Collins Oyuu

Newly elected Kenya National Union of Teachers Secretary General Collins Oyuu addressing the press.


Knut now wants primary schools to host junior secondary

What you need to know:

  • Proposal contradicts a task force report that recommended that junior secondary be domiciled in secondary schools.
  • When the CBC is fully implemented, primary schools will lose two classes as learners will exit at Grade Six instead of Standard Eight.

A top organ of the Kenya National Union of Teachers (Knut) has called for the domiciling of junior secondary in primary schools instead of secondary schools in what might shape up as a battle for members in the implementation of the competency-based curriculum (CBC).

The National Advisory Council (NAC) has instructed national officials of the union to present the recommendation to the Ministry of Education, saying, secondary schools are overwhelmed by infrastructural and discipline challenges. They blamed the crisis on the 100 per cent transition policy from primary to secondary schools.

“Ours is just a recommendation to the ministry based on the capacity of secondary schools to accommodate junior secondary in terms of infrastructure and escalating indiscipline in secondary schools. The age of learners in Grade Seven and Eight is also a challenge at junior secondary,” a senior official told Nation after the NAC meeting on Saturday at the Nyayo Stadium in Nairobi.

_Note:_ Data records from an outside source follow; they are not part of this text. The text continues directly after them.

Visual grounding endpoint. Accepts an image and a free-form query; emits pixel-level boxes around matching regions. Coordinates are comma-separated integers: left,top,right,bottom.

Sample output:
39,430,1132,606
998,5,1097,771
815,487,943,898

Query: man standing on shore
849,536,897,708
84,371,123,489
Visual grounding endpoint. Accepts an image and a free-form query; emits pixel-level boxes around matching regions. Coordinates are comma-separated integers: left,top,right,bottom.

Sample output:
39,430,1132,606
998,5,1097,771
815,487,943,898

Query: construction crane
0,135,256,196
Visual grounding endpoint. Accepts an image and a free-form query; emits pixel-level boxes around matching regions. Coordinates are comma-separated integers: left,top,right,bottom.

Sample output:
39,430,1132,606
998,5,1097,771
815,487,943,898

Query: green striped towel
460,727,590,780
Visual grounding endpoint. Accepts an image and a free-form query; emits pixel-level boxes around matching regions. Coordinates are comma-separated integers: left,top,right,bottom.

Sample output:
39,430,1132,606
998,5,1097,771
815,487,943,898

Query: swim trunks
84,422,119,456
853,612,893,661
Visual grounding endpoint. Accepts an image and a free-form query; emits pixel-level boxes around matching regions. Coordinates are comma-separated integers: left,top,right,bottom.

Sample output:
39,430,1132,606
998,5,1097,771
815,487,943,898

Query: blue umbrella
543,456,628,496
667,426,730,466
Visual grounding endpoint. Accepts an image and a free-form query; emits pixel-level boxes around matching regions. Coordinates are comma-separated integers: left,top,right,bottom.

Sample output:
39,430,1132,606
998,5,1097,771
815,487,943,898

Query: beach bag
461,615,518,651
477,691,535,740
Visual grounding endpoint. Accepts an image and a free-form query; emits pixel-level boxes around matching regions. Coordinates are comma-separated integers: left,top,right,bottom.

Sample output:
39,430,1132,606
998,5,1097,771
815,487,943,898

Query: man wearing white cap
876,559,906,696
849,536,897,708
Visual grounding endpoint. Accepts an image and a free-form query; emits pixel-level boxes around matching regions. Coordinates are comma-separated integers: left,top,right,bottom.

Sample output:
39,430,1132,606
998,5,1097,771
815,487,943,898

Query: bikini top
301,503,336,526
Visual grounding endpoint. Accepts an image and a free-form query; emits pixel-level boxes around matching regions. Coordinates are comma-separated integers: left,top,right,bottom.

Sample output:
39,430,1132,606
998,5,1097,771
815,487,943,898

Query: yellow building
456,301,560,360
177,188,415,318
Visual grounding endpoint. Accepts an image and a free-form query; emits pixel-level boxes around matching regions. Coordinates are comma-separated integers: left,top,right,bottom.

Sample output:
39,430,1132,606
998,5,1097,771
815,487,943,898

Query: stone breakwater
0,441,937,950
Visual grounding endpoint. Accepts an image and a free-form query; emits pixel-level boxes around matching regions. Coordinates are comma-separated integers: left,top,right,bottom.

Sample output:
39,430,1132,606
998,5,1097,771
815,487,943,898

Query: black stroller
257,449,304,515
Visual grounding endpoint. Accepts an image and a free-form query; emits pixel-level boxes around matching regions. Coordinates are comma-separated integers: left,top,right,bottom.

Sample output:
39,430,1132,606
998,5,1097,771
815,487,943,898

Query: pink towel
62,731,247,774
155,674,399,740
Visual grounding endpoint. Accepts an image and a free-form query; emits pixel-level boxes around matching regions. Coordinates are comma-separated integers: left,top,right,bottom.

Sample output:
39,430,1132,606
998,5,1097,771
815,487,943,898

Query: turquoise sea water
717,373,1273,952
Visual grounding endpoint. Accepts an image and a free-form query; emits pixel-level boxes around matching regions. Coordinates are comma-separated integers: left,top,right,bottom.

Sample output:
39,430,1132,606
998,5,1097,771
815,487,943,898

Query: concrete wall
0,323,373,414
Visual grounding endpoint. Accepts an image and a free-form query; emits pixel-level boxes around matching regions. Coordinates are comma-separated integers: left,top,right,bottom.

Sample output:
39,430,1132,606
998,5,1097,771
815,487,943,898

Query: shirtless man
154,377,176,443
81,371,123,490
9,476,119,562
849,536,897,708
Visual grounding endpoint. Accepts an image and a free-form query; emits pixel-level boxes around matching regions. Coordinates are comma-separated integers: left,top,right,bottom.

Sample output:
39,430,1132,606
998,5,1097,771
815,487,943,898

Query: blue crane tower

However, the proposal contradicts the report of the Task Force on Enhancing Access, Relevance, Transition, Equity and Quality for Effective Curriculum Reforms Implementation.

The panel recommended that junior secondary be domiciled in secondary schools as primary schools lack facilities like laboratories and equipment for teaching science and technology subjects. It also observed that primary school teachers lack the skills to teach at secondary school level.

However, when the CBC is fully implemented, primary schools will lose two classes as learners will exit at Grade Six instead of Standard Eight.

It is also expected that primary school teachers, who form the bulk of the teaching force and the core constituency of Knut, will reduce greatly as the Teachers Service Commission (TSC) focuses more on staffing secondary schools.

Major structural changes

Knut is rebuilding after seeing its membership shrink in two years from 187,000-strong to a paltry 15,000. In July, the new Knut leadership signed a new recognition agreement with the TSC in which the union will only draw membership from primary school teachers.

It further disqualifies the over 23,000 headteachers from union membership. The official argued that primary schools already have enough classrooms and teachers trained up to degree level to teach the junior secondary learners.

Introduction of two levels of secondary school is among the major structural changes introduced by CBC. Learners will transition at the end of Grade Six and move to three years of senior secondary at Grade Ten.

The government has allocated Sh8 billion for construction of 10,000 extra classrooms in secondary schools. The first phase is underway and will see 6,500 new classrooms constructed in 6,371 schools. The government is also encouraging private schools to invest in junior secondary to create more space for increasing number of learners.

The congestion in secondary schools has been occasioned by inadequate infrastructure where learners from 23,000 public and 11,000 private primary schools exit every year to be admitted to 10,359 public and 1,600 private secondary schools. A wave of indiscipline has rocked secondary schools since they opened for second term in October, resulting in destruction of property worth millions of shillings.

During the Knut meeting, the delegates also passed a proposal to raise the retirement age of elected national officials and branch secretaries from 60 to 65 years in a move seen as seeking to extend the tenure of the officials many of whom have less than two years to retire.

The delegates approved the review of the Knut constitution saying that some of its sections have become obsolete.